Chinese Legislators Call for SME and Worker Income Tax Cuts
Sept. 2 – Several senior mainland legislators called for national tax cuts to be realized at the fourth session of the NPC on Friday, recommending that monthly individual income tax barriers be raised.
Currently, workers in China pay income taxes on everything earned above RMB2,000 a month. Zheng Gongcheng, an NPC Standing Committee Member and noted academic on labor issues said that the mainland’s individual income tax threshold was too low, resulting in lower income workers unfairly carrying the burden as the main source of personal income tax revenue. He also pointed to the fact that low income workers have seen the prices of commodities such as pork rise considerably the past 12 months.
On top of the recent cuts on administrative fees for individual-owned businesses, Zheng called for a further reduction in administration costs and taxes for Chinese SMEs, especially for labor intensive manufacturing plants.
The call was taken up by several other prominent NPC members, including the minister of agriculture, Sun Zhengcai, and comes in the wake of an expected decrease in the amount of crops planted by China’s farmers in light of increased commodity and production costs as well as pressure on SMEs which now face problems with inflation and an expected global economic slowdown.
Such a move, if the economic situation does not improve, may well occur soon.
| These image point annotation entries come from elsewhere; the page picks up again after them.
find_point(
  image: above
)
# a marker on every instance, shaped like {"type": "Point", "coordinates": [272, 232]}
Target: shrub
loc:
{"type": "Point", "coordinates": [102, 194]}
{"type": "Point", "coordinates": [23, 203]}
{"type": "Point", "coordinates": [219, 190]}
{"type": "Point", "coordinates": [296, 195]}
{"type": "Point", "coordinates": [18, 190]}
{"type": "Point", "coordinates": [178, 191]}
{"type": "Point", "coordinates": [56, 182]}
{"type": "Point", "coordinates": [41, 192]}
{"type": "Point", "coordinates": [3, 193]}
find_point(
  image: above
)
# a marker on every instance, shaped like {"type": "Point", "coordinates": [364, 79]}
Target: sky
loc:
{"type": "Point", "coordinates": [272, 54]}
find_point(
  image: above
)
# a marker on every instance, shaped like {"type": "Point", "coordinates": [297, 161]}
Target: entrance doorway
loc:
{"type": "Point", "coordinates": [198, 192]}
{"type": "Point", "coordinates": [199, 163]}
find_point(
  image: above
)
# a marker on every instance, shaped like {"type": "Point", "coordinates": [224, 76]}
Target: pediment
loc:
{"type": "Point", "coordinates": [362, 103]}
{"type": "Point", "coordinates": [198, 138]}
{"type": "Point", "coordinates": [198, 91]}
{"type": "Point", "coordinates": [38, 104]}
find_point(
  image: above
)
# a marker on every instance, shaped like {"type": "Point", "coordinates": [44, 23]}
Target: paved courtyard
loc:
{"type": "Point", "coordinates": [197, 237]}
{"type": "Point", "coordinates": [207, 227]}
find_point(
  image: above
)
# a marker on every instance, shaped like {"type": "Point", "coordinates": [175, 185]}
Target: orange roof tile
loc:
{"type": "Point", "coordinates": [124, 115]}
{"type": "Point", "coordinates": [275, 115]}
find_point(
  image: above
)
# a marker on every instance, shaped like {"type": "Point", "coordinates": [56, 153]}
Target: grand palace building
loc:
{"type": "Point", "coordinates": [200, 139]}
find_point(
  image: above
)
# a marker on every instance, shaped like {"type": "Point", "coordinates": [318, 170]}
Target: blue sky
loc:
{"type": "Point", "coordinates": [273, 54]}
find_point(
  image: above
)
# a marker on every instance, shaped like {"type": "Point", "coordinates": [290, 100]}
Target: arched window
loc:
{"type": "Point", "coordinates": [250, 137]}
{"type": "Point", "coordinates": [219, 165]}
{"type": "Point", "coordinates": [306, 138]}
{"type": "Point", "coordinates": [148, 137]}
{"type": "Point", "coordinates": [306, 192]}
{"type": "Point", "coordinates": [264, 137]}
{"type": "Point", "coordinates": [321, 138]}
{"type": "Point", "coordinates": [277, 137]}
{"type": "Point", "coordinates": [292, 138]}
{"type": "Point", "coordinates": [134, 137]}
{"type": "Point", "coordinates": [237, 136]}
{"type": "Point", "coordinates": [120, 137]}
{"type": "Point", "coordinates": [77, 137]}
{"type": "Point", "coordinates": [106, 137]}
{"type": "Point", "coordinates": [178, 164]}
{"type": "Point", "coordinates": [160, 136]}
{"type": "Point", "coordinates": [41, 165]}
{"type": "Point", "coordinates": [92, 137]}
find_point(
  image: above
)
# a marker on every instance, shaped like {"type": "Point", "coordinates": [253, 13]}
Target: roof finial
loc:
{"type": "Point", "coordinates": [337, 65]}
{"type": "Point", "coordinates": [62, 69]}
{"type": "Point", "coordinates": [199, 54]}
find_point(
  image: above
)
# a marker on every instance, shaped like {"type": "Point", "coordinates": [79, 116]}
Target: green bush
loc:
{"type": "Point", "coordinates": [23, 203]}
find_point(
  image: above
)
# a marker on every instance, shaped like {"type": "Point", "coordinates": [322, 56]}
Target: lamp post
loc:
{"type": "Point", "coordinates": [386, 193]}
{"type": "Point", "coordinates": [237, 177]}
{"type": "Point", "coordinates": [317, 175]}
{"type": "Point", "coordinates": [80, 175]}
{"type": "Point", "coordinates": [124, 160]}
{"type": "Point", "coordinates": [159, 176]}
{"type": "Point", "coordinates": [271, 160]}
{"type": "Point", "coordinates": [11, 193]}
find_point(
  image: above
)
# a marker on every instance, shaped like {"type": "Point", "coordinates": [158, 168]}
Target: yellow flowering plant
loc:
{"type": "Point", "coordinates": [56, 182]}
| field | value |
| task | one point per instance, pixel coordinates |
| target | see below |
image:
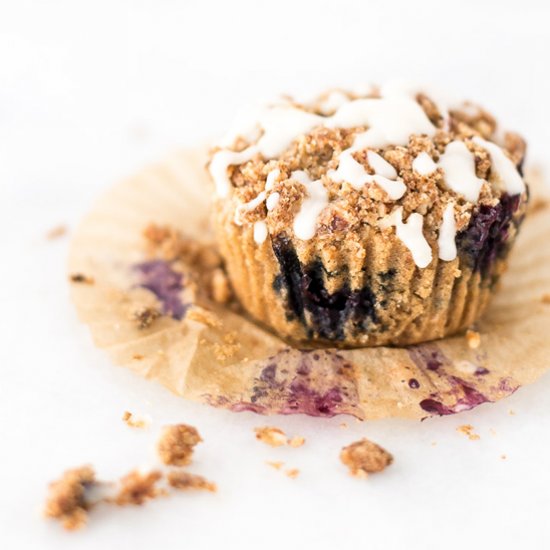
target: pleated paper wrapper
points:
(236, 364)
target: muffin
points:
(363, 219)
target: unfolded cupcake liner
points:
(222, 358)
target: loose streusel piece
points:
(175, 446)
(67, 497)
(137, 487)
(269, 435)
(184, 481)
(365, 457)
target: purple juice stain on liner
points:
(166, 284)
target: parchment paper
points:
(265, 374)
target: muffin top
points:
(396, 158)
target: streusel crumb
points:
(66, 500)
(274, 437)
(184, 481)
(176, 444)
(365, 457)
(137, 487)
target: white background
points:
(90, 92)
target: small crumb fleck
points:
(296, 441)
(365, 457)
(175, 446)
(184, 481)
(270, 436)
(293, 473)
(473, 338)
(56, 232)
(66, 500)
(146, 316)
(137, 487)
(135, 421)
(468, 430)
(81, 278)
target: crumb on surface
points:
(56, 232)
(365, 457)
(184, 481)
(134, 421)
(176, 444)
(275, 437)
(296, 441)
(473, 338)
(221, 290)
(468, 429)
(137, 487)
(145, 316)
(81, 278)
(66, 498)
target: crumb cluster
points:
(176, 444)
(365, 457)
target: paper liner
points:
(264, 374)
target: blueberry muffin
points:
(380, 218)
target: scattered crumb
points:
(81, 278)
(145, 316)
(135, 421)
(293, 473)
(56, 232)
(296, 441)
(137, 487)
(271, 436)
(66, 499)
(221, 291)
(204, 316)
(365, 457)
(184, 481)
(175, 446)
(468, 430)
(473, 338)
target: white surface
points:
(89, 92)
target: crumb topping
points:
(371, 155)
(365, 457)
(177, 443)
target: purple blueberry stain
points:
(158, 277)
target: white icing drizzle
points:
(424, 165)
(316, 200)
(272, 201)
(411, 235)
(447, 234)
(503, 167)
(459, 169)
(271, 179)
(260, 232)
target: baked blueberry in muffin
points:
(380, 218)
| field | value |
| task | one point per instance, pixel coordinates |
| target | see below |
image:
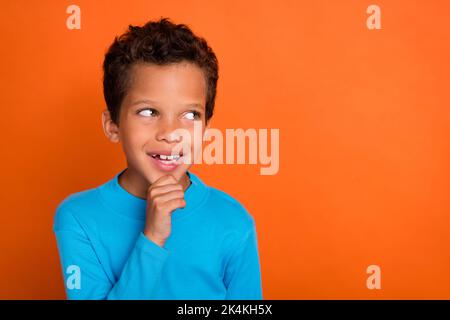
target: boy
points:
(155, 230)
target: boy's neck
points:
(135, 184)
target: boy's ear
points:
(110, 128)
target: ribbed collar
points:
(122, 202)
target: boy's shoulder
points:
(71, 208)
(233, 212)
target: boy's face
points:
(159, 100)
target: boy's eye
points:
(193, 115)
(147, 112)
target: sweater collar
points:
(121, 201)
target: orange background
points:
(364, 127)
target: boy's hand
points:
(163, 196)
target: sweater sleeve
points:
(243, 275)
(84, 276)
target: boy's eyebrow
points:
(198, 105)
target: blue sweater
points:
(211, 253)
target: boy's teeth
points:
(164, 157)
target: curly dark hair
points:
(157, 42)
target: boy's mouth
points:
(165, 160)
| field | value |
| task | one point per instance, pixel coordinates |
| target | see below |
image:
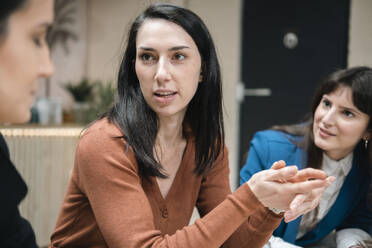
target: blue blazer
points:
(351, 208)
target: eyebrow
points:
(353, 110)
(176, 48)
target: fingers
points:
(278, 165)
(281, 174)
(298, 200)
(308, 173)
(308, 186)
(303, 203)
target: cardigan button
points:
(164, 213)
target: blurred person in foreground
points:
(24, 59)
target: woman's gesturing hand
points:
(287, 188)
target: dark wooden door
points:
(287, 47)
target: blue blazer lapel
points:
(345, 202)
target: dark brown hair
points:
(359, 80)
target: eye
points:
(326, 103)
(146, 57)
(348, 113)
(39, 40)
(179, 56)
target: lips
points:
(165, 93)
(165, 96)
(325, 133)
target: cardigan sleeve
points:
(256, 229)
(108, 176)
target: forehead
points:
(160, 32)
(343, 94)
(34, 13)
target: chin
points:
(22, 117)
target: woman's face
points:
(168, 67)
(338, 124)
(24, 58)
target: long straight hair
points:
(139, 122)
(359, 80)
(7, 8)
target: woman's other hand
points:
(305, 202)
(279, 186)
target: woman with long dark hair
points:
(24, 59)
(140, 171)
(336, 139)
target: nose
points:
(329, 118)
(46, 68)
(162, 74)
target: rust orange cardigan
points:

The Chinese government is extremely sensitive to the mass population’s requirements, and does not want to see social unrest should commodities prices remain high. Subsidies for farmers are almost certain to be extended this year to ensure a better chance of crop success for the 2009 harvest, while a move to increase the income tax threshold also cannot be ruled out.
This all could lead to an individual income tax threshold rise of 10 percent to RMB2,200 a month implemented in November.